The most prominent of those was South Carolina Congressman Preston Brooks' caning of Massachusetts Senator Charles Sumner on the floor of the House after a tiff over slavery in 1856. Brooks' sympathizers later mailed him dozens of brand new canes, one engraved with "Hit him again." The case continues to remain in the public consciousness with the phrase 'preston brooks' garnering nearly 30 million searches on Google in the past few weeks alone.
"No state is more devoted to its history, but no state has been victimized by its past more than South Carolina," said O'Neill. But that doesn't mean South Carolinians are lacking pride: many natives, state historians say, remain passionate about the role the state has played in national policy debates.
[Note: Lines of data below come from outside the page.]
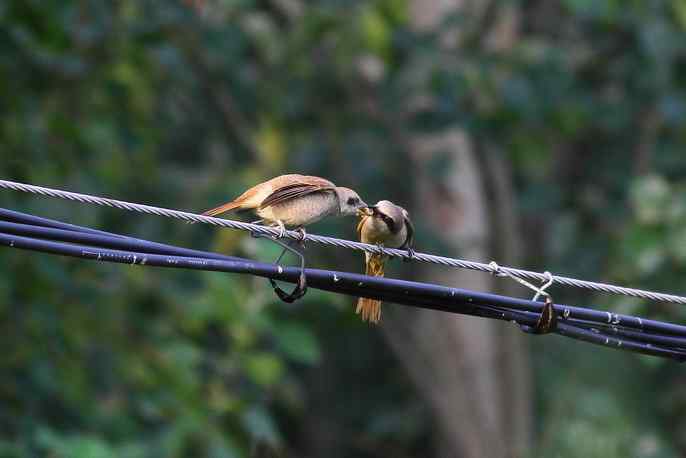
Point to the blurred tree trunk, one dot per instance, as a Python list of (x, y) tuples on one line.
[(473, 372)]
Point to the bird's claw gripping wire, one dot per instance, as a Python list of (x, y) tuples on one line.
[(300, 288), (410, 255)]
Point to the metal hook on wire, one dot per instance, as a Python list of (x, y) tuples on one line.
[(547, 322)]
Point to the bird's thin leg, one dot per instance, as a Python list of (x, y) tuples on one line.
[(282, 229), (301, 286), (303, 237)]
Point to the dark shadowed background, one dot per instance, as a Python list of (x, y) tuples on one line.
[(542, 134)]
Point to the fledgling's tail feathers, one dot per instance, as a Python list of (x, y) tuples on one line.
[(227, 207), (370, 309)]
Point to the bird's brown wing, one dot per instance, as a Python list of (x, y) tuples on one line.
[(295, 190), (360, 225), (409, 241)]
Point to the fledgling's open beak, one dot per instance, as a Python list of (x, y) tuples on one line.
[(366, 211)]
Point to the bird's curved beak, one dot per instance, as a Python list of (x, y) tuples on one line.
[(366, 211)]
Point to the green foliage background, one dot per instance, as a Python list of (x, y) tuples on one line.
[(149, 101)]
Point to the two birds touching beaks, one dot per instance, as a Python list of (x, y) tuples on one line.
[(299, 200)]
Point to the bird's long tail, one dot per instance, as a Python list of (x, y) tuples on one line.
[(370, 309), (224, 208)]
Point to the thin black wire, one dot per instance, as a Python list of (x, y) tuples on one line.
[(601, 328), (348, 244)]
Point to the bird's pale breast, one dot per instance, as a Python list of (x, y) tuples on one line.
[(302, 211)]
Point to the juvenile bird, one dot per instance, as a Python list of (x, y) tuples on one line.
[(294, 201), (388, 225)]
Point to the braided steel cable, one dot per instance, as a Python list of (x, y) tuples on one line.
[(346, 244)]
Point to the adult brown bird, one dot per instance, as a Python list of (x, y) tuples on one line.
[(295, 201), (388, 225)]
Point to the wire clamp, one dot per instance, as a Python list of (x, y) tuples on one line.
[(547, 322)]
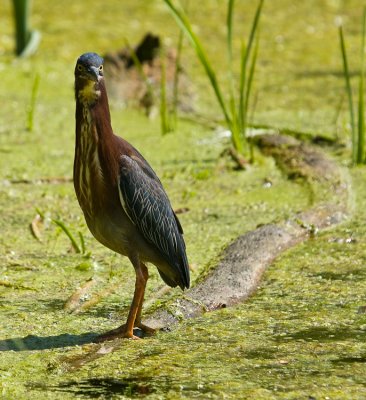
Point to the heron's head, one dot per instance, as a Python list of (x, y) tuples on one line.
[(88, 75)]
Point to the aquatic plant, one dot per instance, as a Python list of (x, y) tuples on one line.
[(357, 131), (235, 108)]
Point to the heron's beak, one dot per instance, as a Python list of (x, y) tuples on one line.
[(93, 73)]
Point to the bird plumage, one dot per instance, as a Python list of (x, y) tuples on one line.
[(124, 203)]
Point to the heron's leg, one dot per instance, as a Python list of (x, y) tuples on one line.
[(126, 330), (138, 322)]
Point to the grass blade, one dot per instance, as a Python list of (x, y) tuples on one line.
[(32, 104), (177, 70), (164, 117), (250, 81), (361, 109), (229, 24), (185, 25), (349, 95), (246, 50)]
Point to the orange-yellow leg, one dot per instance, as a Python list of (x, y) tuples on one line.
[(134, 315)]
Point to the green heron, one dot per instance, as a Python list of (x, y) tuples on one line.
[(123, 201)]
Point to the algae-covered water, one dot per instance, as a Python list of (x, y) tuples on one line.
[(301, 336)]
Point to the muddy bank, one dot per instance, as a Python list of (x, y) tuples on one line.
[(242, 264)]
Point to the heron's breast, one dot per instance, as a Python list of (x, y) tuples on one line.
[(88, 173)]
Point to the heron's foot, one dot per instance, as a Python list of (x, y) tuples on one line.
[(122, 332), (145, 329), (118, 333)]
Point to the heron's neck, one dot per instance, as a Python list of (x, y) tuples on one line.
[(92, 115)]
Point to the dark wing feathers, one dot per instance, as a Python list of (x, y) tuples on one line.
[(147, 205)]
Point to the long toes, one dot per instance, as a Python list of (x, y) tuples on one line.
[(115, 334)]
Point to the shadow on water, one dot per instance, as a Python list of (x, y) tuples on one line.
[(102, 387), (32, 342)]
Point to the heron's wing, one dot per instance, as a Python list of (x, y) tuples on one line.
[(147, 205)]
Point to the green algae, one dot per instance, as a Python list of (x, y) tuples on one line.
[(300, 336)]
Today, "we're not talking as much about revolution [against Great Britain] as attacking the Federal government as the source of our troubles," said Walter Edgar, director of the Institute of Southern Studies at University of South Carolina.
"South Carolina has always had a love-hate relation to authority," said Edgar. The attitude that "Washington is the problem" has long been part of the "fabric of South Carolina culture" -- and across much of the conservative South -- he says.
It's a sentiment evident even on Wilson's campaign Web site, which targets "Democratic leadership" in Washington for choosing to "play political games on the taxpayer's dime [rather] than work to create jobs or reform health care."
"In this state, if you raise the specter of big government, it's easy to mount opposition," said Edgar.
Indeed, despite the state's overwhelming support for Barack Obama in the 2008 Democratic Presidential primary, Republicans outnumbered Democrats at the polls in the general election, voting 54 to 45 percent for Republican John McCain. And since that time, state public opinion polls reflect a continued hostility to what many there see as Obama's "big government" agenda.
Historians say race is likely to remain a salient factor in America's broad political debates for some time.
"The Southern political landscape and in particular the political landscape of South Carolina has historically been dominated by issues relating to race," said Courtney Tollison, a Southern historian.
Despite social progress in South Carolina and elsewhere towards racial reconciliation, Tollison says, the legacy of slavery, Civil War and Jim Crow still weighs heavily on the minds of many who lived through it.
"W.E.B. DuBois wrote in 1903 that the problem of the twentieth century would be the color line" -- a premonition that, to a large extent, came true, she says.